A importância da estimulação cognitiva / mental / ambiental dos nossos cães (e animais domésticos no geral)

A importância da estimulação cognitiva / mental / ambiental dos nossos cães (e animais domésticos no geral)
Estes conceitos têm sido cada vez mais falados nos últimos tempos – com a expansão dos serviços e produtos para animais de companhia, a estimulação tem sido apontada como uma das principais formas de garantir a qualidade de vida dos nossos animais, assim como uma estratégia de marketing também para a venda dos mais variados produtos, muitos deles sem utilidade e benefício no fundo, daí que é importante estarmos devidamente informados. Ainda assim, nunca é demais alertar para essa mesma importância e explicar o porquê de assim ser.

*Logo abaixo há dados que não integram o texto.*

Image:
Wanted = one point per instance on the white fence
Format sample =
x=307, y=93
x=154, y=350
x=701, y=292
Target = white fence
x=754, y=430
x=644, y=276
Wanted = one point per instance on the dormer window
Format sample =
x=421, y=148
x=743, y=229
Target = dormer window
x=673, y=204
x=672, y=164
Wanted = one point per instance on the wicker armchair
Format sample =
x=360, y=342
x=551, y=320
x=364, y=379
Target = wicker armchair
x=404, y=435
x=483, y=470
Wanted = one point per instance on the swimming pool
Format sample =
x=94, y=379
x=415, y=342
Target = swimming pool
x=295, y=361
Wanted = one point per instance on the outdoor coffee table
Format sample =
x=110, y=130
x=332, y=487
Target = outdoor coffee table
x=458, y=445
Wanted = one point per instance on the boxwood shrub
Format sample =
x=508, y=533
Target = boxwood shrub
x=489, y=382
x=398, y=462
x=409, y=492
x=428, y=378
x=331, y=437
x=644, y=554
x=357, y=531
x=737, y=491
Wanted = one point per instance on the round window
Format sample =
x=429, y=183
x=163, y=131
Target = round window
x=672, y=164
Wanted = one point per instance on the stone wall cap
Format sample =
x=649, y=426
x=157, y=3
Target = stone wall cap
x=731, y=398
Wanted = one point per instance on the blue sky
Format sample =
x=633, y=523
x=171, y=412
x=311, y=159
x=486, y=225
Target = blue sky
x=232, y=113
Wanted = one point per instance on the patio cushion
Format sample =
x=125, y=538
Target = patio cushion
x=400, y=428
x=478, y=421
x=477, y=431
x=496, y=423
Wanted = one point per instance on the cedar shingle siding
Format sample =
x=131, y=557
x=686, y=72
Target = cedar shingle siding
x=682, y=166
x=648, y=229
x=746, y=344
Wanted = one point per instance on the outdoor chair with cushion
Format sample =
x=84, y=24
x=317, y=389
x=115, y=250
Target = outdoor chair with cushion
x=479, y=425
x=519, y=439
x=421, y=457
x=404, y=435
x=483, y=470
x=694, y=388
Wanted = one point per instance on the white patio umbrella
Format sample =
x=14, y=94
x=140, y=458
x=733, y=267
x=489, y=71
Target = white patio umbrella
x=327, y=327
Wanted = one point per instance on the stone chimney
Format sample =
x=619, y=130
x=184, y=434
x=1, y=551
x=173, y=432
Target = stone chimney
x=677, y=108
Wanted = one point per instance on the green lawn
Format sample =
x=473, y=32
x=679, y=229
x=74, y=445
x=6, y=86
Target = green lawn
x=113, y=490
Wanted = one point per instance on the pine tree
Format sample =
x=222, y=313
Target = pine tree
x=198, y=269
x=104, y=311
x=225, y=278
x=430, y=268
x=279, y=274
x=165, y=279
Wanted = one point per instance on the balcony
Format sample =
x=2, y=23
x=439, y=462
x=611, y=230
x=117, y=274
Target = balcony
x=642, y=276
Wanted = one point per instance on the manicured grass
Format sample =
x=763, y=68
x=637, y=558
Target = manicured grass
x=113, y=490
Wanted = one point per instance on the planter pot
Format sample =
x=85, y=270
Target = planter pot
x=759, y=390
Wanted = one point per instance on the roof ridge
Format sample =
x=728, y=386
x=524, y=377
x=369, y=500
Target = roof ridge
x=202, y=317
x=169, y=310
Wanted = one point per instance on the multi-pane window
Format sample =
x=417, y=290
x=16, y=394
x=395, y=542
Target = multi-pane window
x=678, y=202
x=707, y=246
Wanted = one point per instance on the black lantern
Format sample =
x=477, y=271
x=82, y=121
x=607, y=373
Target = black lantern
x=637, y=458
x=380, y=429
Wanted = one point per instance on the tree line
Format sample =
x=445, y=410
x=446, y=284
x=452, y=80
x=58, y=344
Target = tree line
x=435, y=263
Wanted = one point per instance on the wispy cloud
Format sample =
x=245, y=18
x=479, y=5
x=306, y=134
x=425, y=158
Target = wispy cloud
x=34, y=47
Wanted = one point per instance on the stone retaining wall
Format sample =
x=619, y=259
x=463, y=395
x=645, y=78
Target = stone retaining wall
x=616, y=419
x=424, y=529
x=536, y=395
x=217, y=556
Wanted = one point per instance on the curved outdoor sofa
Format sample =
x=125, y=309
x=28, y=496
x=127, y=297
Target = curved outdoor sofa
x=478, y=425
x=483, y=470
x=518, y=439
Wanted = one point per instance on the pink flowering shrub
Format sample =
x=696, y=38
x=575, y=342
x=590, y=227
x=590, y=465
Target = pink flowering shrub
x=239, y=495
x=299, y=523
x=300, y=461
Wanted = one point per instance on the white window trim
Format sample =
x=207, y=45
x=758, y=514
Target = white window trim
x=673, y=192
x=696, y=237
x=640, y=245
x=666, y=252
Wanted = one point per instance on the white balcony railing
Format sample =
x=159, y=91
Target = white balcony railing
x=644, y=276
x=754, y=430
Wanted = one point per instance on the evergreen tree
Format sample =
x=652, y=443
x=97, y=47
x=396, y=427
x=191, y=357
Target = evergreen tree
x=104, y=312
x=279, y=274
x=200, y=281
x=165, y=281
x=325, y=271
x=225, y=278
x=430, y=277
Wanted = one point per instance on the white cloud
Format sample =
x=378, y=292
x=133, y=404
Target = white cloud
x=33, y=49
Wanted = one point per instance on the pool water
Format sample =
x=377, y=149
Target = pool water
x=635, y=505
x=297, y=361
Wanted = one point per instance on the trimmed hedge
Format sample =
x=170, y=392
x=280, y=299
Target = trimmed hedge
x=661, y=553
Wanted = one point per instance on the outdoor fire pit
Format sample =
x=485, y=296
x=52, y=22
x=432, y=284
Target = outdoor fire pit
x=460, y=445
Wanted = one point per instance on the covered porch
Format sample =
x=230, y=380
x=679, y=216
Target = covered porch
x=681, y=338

Ao contrário do que a maioria das pessoas pensa, e também porque foi algo generalizado e nunca contestado, a melhor forma de cansar um cão, não é, de todo, pô-lo a correr atrás de uma bola de forma repetida, obsessiva e até doentia. Aliás, esta até uma actividade que desaconselho a alguns cães - entre outras coisas: já viram o quão ridícula é esta actividade que lhes impomos, que se baseia na caça, mas motivamos um cão a correr atrás de uma presa amorfa indefinidamente, que lha retiramos quando bem nos apetece? Existem cães que esta é a única actividade conjunta com o dono que conhecem e isso não é positivo, daí termos cães que são completamente obcecados em bolas.
Uma das melhores formas de cansar um cão, é garantir que ele tem a devida estimulação quando está sozinho (e acompanhado também) e dar-lhe oportunidade de canalizar a energia que tem para fins apropriados e não de formas que as pessoas não apreciam muito – buracos e destruição, ladrar, saltar e mordiscar, etc, - e que também não têm nada de benéfico para o cão a longo prazo, porque criam-se ciclos viciosos cada vez mais difíceis de contrariar.
E porquê a importância desta estimulação?
Durante muitos anos, considerou-se que a cognição dos cães era limitada a ponto de nem sequer se considerar que tinham capacidades de raciocínio e resolução de problemas – hoje, com as atuais descobertas no âmbito da Etologia e Comportamento canino, sabemos que assim não é e que existem cães com capacidades cognitivas verdadeiramente fantásticas e que quando treinados e estimulados nesse sentido, as possibilidades são imensas.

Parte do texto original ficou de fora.